Lastly, some pet birds are going extinct. So, it may be against the law or against ethics to keep them as pets. Therefore, you need to consider that.
Bird Care Tips for New Owners
If you are unskilled in bird care, you may make a lot of preventable mistakes that could affect your bird’s health. Therefore, take note of the following bird care tips.
Like all animals, birds thrive based on what they are fed. Therefore, their food must be rich with all the nutrients required for the general well-being of your pet bird. In most cases, they are better off with formulated bird diets.
Birds are social beings, and they need daily interaction. They should not be caged all day long. Some birds have developed depression due to loneliness.
Pet birds are messy, and their cage will need regular cleaning. You also need to arrange and set their toys regularly, as they will likely pull them out of place when playing with them.
Just like humans, birds need regular check-ups. Watch out for any abnormalities in their behavior or general demeanor, and be quick to visit the vet when you notice any issues.
Training and Taming
Like all pets, birds need training to keep their need for attention, messiness, and even aggression in check. You can also train them to speak some words and do tricks.
Molting is a natural occurrence. During this period, they’ll need specialized care. For instance, they will need supplements to help the growth of the new feathers. And because they are losing the feathers that usually keep them warm, you need to take further care to keep them warm.
Common Mistakes New Bird Owners Make
As a new bird owner, you may be inexperienced in bird care, but you can always learn from others and prevent pitfalls. Consider the mistakes below and ensure you don’t fall into the same errors.
Some bird owners make the mistake of feeding their birds human food. Pet birds need a specialized diet to thrive and grow healthy. In addition, birds come in different sizes, so they have different cage needs. A big mistake will be getting the wrong size for your pet bird. Consider their size and social needs when getting a cage and deciding where to place them.
A big mistake in owning a pet bird will be to buy one because your friend owns one. Make sure to conduct proper research and consider all factors before making that decision. One of the pitfalls of impulse buying is not giving pet birds what they need. For example, most species are not great with isolation; they usually need human interaction.
Lastly, watch out for your bird the way you do your child. Be on the lookout for any changes in behavior and see a vet immediately if there is any sign of illness, no matter how mild.
Soar Into Your New Bird Journey
Becoming a pet bird owner is not a decision to take lightly. It is a huge and, most times, long-term commitment. So, even if you want to get one of the best pet birds listed in this article, you still need to consider certain factors. Make sure not to buy impulsively but to conduct extensive research before purchasing. You can speak to an avian veterinarian or pet care expert. Once you’re ready to take that leap, visit Quality Cage for products to enhance your new buddy’s life.

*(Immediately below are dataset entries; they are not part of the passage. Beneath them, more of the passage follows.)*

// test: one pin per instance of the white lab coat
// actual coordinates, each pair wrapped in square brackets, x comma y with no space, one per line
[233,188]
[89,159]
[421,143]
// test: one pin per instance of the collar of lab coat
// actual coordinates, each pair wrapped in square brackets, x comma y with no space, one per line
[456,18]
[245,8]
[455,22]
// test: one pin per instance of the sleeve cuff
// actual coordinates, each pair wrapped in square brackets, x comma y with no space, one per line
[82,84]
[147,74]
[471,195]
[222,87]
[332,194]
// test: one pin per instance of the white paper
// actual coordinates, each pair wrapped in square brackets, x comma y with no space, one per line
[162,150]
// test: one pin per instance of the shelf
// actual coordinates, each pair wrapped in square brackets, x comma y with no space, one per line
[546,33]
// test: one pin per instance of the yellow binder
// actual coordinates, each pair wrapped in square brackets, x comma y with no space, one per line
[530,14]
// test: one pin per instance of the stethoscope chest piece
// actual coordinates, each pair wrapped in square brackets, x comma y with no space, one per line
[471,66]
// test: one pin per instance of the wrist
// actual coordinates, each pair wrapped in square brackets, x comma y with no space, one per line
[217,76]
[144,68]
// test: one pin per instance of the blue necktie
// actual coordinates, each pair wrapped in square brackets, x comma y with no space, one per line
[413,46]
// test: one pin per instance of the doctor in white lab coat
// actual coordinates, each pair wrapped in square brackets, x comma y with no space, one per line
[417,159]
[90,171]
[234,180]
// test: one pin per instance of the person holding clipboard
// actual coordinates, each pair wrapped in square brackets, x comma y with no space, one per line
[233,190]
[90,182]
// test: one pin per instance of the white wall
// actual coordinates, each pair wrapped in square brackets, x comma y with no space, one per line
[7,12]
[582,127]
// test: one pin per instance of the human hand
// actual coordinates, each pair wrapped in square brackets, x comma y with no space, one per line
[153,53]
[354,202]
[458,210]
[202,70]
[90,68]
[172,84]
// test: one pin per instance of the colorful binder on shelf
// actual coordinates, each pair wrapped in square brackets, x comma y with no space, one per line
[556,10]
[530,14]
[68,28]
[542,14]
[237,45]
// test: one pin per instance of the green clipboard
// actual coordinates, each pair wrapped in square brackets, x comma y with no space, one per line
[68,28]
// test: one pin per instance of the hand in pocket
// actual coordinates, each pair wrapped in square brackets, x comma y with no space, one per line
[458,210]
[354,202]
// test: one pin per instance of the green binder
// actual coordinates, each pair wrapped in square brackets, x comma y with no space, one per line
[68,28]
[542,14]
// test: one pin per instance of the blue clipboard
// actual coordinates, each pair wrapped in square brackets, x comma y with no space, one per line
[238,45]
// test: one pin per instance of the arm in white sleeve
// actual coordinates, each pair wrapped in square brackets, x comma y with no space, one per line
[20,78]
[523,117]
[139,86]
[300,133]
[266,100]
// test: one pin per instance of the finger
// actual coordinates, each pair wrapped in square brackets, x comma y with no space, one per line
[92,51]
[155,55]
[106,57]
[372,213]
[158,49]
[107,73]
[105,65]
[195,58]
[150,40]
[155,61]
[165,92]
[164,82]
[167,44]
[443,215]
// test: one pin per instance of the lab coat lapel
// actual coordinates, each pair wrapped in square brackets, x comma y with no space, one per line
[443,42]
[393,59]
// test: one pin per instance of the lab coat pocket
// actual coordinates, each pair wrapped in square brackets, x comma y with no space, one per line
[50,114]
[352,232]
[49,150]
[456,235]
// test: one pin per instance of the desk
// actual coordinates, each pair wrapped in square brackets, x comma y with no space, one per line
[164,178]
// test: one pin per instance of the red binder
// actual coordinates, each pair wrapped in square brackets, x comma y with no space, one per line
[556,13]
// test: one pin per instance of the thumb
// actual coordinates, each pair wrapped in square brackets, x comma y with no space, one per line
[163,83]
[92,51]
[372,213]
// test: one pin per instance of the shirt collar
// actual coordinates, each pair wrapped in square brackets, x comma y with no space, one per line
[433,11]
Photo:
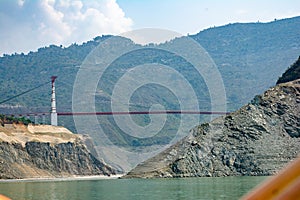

What is the best bird pet to own?
The best bird pet to own will depend on your unique circumstances, needs, and even temperament. For instance, you cannot keep a macaw if you live in a small apartment; it is big and needs space. Also, a conure is not suitable for you if you are busy and can’t find time to keep it company.
What’s the most cuddly bird?
Cockatoos are considered the most affectionate and cuddly birds.
What is the easiest pet bird to get?
This will largely depend on your definition of easy. But if speaking in the sense of being low maintenance, then you can consider parakeets or canaries.
Which pet birds like to be held?
Birds like parakeets, cockatiels, and macaws especially enjoy being held, touched and cuddled.
How often should I take my bird to the vet?
It is recommended that you take your bird to the vet at least once a year whether or not the bird is sick.